Rachmaninov (24) Preludes

The complete Preludes in a recording that can compete with the greats

Record and Artist Details

Composer or Director: Sergey Rachmaninov

Genre:

Instrumental

Label: Hyperion

Media Format: CD or Download

Media Runtime: 79

Mastering:

Stereo
DDD

Catalogue Number: CDA67700

Rachmaninov Preludes

Tracks:

Composition Artist Credit
(5) Morceaux de fantaisie, Movement: No. 2, Prelude in C sharp minor Sergey Rachmaninov, Composer
Sergey Rachmaninov, Composer
Steven Osborne, Piano
(24) Preludes, Movement: (10) Preludes Op. 23 Sergey Rachmaninov, Composer
Sergey Rachmaninov, Composer
Steven Osborne, Piano
(24) Preludes, Movement: (13) Preludes, Op. 32 Sergey Rachmaninov, Composer
Sergey Rachmaninov, Composer
Steven Osborne, Piano
At a recent London exhibition of the work of New Yorker cartoonist Saul Steinberg the highlight was a remarkable 10 metre-long drawing where he literally took a line not simply for a walk but on a round-the-world trip; it was an illuminating and compelling adventure. I had a comparable aural experience listening to Steven Osborne’s Rachmaninov Preludes. It’s all too easy to coarsen Rachmaninov’s melodic genius with an overtly applied emotionalism, its clearly drawn lines becoming smudged. But Osborne conveys both the monumentality of these pieces, even the most fleeting, and their very human qualities. It’s rare to find the balance so acutely achieved – with Ashkenazy, Donohoe and Richter tending more towards the former, Lympany and Shelley (Hyperion) towards the latter. The composer himself, of course, knew how to achieve that equilibrium, but then he had a head start.

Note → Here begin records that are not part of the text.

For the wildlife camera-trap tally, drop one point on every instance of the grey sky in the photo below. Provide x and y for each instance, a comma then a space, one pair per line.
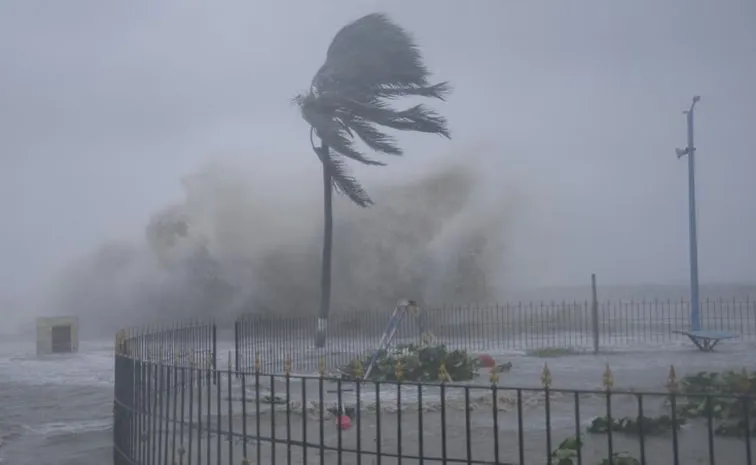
104, 105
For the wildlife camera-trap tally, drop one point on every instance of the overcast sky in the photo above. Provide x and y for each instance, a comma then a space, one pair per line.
104, 105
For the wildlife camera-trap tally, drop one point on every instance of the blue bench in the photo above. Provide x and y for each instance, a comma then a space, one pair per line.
706, 340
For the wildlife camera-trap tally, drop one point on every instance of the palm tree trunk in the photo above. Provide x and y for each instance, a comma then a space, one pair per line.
325, 271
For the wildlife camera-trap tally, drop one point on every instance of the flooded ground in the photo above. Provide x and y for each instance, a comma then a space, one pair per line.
58, 409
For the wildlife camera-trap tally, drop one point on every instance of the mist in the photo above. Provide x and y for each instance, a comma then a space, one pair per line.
228, 248
564, 122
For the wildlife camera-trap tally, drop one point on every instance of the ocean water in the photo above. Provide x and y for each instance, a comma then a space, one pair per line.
56, 410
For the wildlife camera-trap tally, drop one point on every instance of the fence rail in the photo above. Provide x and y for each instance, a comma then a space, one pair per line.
518, 326
174, 404
167, 414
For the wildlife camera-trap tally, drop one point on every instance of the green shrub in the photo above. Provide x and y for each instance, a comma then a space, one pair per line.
418, 363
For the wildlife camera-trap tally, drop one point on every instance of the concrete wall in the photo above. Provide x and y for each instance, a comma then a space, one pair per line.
44, 332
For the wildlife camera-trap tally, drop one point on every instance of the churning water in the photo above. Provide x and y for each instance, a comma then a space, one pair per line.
56, 410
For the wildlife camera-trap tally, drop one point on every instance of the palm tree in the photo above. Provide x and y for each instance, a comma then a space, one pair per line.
370, 62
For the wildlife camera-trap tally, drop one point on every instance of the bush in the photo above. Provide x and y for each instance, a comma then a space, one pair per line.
728, 412
418, 363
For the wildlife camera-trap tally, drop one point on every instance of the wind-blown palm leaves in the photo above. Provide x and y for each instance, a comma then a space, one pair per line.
370, 62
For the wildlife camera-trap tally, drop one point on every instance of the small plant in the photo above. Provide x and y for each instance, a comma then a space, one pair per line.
567, 453
419, 363
700, 398
657, 425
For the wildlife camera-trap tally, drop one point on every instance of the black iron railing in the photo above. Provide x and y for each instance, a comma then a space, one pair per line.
578, 326
198, 413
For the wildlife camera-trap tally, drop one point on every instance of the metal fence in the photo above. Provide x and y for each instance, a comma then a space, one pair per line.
519, 326
168, 414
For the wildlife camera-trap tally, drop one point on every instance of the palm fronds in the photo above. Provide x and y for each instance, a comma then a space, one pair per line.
370, 62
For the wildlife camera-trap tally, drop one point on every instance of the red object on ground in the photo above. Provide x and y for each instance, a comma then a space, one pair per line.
343, 422
486, 361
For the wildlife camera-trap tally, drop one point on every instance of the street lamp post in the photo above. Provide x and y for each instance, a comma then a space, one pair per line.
690, 150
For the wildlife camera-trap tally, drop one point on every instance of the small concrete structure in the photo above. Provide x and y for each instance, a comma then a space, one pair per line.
57, 334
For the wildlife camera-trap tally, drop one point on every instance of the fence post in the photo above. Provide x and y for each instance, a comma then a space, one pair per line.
594, 313
236, 347
215, 354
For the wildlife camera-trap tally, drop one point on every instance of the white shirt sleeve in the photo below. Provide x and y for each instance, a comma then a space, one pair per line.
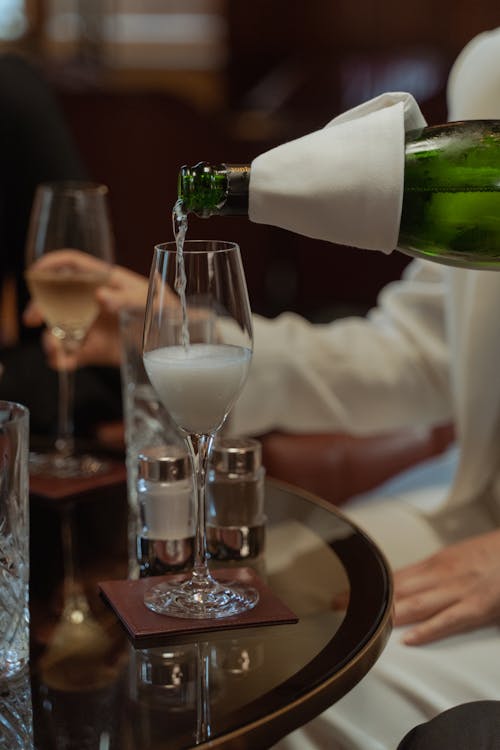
362, 375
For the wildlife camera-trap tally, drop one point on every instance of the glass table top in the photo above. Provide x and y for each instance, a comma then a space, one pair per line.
234, 688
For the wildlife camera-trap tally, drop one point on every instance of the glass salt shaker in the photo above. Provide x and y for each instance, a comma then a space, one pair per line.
166, 530
235, 500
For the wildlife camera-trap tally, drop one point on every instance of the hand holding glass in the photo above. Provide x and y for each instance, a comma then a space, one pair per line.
68, 216
197, 360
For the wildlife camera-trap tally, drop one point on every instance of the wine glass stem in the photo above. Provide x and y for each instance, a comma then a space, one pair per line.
74, 598
199, 449
65, 442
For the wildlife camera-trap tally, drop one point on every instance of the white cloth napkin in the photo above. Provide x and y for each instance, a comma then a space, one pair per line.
343, 183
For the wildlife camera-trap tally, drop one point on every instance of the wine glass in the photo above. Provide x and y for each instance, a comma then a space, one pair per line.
68, 216
197, 352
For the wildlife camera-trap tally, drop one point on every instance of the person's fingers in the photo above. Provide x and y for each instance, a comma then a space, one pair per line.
425, 604
458, 618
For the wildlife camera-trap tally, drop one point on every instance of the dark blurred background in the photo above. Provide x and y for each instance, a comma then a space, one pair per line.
146, 86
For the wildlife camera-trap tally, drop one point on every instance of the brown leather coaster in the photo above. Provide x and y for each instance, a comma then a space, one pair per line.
71, 489
126, 597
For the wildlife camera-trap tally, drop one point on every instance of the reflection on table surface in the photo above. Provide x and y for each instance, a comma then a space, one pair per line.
236, 688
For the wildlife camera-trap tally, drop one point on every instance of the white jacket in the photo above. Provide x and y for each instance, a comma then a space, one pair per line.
428, 353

Yet this is only a starting-point – the detail is equally delectable: the way that Osborne shapes the tear-stained melody of Op 23 No 4, for instance, and picks out the line from the dark, bustling figuration of Op 23 No 7 or the left-hand countermelody of Op 23 No 8. Then, in the Op 32 set, there’s the simplicity of the second, with its incessant tolling around the note C, through to the meditative quality of No 10, the line rising out of the depths as sonorously as Debussy’s cathedral. Another fascination is the way Osborne’s range of touch puts the Preludes into such a clear historical context – from the hints of Chopin in the étude-like Op 23 No 9 and the floating roulades at the end of Op 32 No 5, forward to the motoric rhythms of Prokofiev’s keyboard-writing in Op 32 No 1, and Ravel’s Gaspard in the Scarbo-esque overtones of Op 32 No 6.

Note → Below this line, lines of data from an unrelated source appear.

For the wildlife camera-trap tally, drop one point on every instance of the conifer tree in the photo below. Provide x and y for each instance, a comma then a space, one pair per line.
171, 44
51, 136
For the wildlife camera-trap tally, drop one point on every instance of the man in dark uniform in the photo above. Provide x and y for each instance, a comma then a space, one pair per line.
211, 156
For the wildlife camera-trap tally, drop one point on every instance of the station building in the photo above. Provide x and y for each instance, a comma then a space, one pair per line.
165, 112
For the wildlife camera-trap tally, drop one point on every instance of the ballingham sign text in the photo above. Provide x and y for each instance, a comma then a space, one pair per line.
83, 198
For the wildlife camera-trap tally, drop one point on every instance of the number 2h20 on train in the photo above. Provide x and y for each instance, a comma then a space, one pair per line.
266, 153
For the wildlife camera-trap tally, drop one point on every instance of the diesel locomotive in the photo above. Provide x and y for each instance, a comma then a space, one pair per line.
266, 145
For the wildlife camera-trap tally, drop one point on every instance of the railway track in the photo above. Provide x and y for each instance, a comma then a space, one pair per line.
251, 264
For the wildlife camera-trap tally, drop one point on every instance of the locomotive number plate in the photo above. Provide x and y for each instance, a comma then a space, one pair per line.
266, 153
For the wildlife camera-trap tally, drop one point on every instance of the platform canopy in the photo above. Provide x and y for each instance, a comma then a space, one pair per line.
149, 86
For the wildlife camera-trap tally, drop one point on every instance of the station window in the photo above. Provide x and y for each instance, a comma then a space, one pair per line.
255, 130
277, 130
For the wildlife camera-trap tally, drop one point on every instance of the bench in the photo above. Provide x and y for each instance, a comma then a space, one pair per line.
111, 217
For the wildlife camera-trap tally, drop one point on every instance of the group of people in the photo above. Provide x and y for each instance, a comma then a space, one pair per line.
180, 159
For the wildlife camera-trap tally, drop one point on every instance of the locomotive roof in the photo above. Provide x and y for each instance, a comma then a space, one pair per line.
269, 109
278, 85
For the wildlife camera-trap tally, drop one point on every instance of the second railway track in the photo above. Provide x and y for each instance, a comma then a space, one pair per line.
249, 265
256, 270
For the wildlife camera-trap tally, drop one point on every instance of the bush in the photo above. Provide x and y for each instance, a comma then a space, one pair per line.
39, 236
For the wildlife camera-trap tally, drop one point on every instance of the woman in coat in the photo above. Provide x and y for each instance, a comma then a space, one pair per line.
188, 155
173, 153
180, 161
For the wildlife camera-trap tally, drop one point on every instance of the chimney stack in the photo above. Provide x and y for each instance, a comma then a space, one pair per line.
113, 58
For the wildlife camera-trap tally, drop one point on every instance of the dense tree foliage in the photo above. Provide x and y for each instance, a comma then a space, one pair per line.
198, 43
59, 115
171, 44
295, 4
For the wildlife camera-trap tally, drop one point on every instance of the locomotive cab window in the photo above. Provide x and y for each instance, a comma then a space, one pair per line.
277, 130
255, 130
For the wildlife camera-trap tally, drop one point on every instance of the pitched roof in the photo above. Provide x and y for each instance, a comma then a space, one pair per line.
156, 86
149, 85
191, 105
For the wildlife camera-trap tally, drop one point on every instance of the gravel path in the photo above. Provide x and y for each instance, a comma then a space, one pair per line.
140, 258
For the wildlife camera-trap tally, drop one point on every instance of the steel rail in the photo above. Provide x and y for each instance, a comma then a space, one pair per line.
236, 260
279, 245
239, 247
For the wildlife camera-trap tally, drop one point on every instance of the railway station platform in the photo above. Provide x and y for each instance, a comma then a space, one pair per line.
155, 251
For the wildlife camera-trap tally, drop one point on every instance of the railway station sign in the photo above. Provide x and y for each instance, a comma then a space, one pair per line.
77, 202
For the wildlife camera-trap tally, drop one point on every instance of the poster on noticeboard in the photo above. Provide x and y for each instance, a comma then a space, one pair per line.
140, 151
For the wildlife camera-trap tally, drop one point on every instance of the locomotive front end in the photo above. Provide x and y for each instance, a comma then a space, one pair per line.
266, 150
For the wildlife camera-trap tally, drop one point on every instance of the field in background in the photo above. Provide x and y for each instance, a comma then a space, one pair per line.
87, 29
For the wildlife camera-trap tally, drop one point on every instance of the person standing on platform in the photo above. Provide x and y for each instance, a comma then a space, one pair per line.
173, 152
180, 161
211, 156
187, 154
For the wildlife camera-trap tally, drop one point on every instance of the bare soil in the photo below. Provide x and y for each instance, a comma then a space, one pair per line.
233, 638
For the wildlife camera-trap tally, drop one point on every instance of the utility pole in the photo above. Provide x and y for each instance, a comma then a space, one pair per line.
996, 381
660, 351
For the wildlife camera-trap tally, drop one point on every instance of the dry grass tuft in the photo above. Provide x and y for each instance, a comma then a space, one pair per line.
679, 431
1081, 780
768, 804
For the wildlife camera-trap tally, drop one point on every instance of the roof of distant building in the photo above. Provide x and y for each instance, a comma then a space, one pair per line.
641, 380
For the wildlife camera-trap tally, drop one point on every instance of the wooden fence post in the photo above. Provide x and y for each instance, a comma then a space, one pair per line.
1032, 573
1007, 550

Osborne throws down the gauntlet with a towering C sharp minor Prelude: it’s arguably too slow but makes an apt curtain-raiser on a set that glories in the magnificence of this music. And while there’s no empty barnstorming on display here, that’s not to say the technical challenges are shirked or underplayed in any way. There are few pianists who offer such range and depth of palette: not even Ashkenazy’s seminal reading.

So where does this new version fit in? Well, no one can compete with the composer, especially in Op 32 No 12, and Richter, similarly, is irresistible, but of the complete sets, only Ashkenazy and, perhaps, the third of the Lympany recordings (now on Apex) offer serious competition. This has award-winner written all over it.